Korean Tourism Ads Pulled Amid Criticism of Being Sexually Suggestive


ASouth Korean tourism campaign for New York has been pulled amid criticism  that it sexualizes Korean women and contains undertones about sex tourism.

The print ad series, which were released by the Seoul City Government and then subsequently yanked shortly after, features three versions, each with the silhouette of a Korean woman dressed in a traditional Korean hanbok dress against the backdrop of well-known tourist sites in Seoul.

The tagline, with the woman pulling on her dress, gives it a sexual connotation. It could be fixed easily with her just not tugging on that ribbon.

 
 

The ads, which were part of a cross promotion, were to be posted in New York City to herald Seoul as a vibrant city where the traditional and the contemporary meet.

The ads are actually quite lovely pieces of work, but the positioning of the model might well have been their undoing as critics claim it could be interpreted that the model is undressing.

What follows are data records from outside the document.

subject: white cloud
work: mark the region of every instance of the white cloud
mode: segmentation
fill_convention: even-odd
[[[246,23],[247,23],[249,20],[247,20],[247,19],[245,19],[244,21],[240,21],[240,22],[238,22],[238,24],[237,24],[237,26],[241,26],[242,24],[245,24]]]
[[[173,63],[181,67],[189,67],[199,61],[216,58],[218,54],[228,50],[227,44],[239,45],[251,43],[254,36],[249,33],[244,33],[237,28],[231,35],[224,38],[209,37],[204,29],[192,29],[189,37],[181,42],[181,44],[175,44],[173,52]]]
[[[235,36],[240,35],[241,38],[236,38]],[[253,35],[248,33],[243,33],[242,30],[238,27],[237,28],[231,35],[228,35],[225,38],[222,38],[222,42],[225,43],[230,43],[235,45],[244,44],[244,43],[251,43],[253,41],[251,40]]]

The criticism also noted that the tagline, “Unforgettable Experience in Seoul,” might be perceived by sone as an invitation to seek out sexual pleasures when visiting the South Korean capital.

 
 

New Yorkers expressed mixed opinions.

“I thought she was undressing,” said Alex Costilhes, an engineer graduate who lives in New York to the Korea Times. “The tagline doesn’t help either. The tagline, with the woman pulling on her dress, gives it a sexual connotation. It could be fixed easily with her just not tugging on that ribbon.”

Also speaking to the Korea Times, New York resident Paula Martinez said she didn’t get the impression that the ads sexualized Asian woman, but that they could potentially feed into some Western stereotypes.

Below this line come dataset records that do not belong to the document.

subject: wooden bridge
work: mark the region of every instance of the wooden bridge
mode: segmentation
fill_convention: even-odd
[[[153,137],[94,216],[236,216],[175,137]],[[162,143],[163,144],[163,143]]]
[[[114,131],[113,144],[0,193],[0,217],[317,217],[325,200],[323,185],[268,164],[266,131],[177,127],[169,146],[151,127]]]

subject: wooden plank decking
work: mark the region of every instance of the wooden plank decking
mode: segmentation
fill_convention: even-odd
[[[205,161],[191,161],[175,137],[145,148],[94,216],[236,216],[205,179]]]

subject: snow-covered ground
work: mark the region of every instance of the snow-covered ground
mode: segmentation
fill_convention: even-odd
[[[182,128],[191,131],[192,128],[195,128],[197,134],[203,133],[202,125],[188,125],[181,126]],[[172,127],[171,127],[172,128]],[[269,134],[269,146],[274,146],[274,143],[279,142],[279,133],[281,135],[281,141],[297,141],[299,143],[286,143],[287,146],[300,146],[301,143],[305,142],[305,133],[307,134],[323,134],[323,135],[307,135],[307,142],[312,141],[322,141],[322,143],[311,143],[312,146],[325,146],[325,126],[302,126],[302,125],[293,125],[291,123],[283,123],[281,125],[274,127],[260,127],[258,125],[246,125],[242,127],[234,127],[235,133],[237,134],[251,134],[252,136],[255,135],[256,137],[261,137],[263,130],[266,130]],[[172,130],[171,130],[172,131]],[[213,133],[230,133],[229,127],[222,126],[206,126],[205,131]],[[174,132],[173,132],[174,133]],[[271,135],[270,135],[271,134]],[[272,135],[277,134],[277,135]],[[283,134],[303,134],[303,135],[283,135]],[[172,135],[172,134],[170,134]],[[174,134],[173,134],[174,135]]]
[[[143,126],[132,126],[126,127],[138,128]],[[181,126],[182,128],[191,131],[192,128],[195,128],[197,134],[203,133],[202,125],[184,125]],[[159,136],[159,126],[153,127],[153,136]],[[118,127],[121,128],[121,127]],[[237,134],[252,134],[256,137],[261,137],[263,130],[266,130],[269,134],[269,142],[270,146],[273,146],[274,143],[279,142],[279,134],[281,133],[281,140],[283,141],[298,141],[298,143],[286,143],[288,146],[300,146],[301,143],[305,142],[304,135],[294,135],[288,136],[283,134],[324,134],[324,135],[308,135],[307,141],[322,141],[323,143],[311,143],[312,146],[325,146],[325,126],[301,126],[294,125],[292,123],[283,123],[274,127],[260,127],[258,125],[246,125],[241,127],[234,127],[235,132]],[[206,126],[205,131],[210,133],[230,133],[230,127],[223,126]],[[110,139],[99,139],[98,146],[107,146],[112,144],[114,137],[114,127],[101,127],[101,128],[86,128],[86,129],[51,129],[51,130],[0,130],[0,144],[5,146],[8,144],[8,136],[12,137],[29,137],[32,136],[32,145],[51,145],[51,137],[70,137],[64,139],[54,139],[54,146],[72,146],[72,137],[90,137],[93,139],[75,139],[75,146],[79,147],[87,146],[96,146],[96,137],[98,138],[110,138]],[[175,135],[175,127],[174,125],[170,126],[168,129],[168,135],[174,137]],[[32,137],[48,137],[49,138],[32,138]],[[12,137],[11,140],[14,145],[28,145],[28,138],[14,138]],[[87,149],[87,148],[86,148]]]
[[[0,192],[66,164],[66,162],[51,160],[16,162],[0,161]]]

“The directorial choice to have the model pulling on the ribbon is kind of weird,” said Martinez. “I can definitely see how it might play into the Western fetishization of East Asian women. Like, that being used to draw white men to come to Korea for tourism. I feel like it’s not that overt, though.”

A women’s policy expert in Seoul, who asked not to be named, said: “It can be misleading, since a female’s image is limited to a traditional female, the silhouette is emphasized and the tagline is suggestive. There is a problem with illustrating Seoul in such a manner to a foreign country.”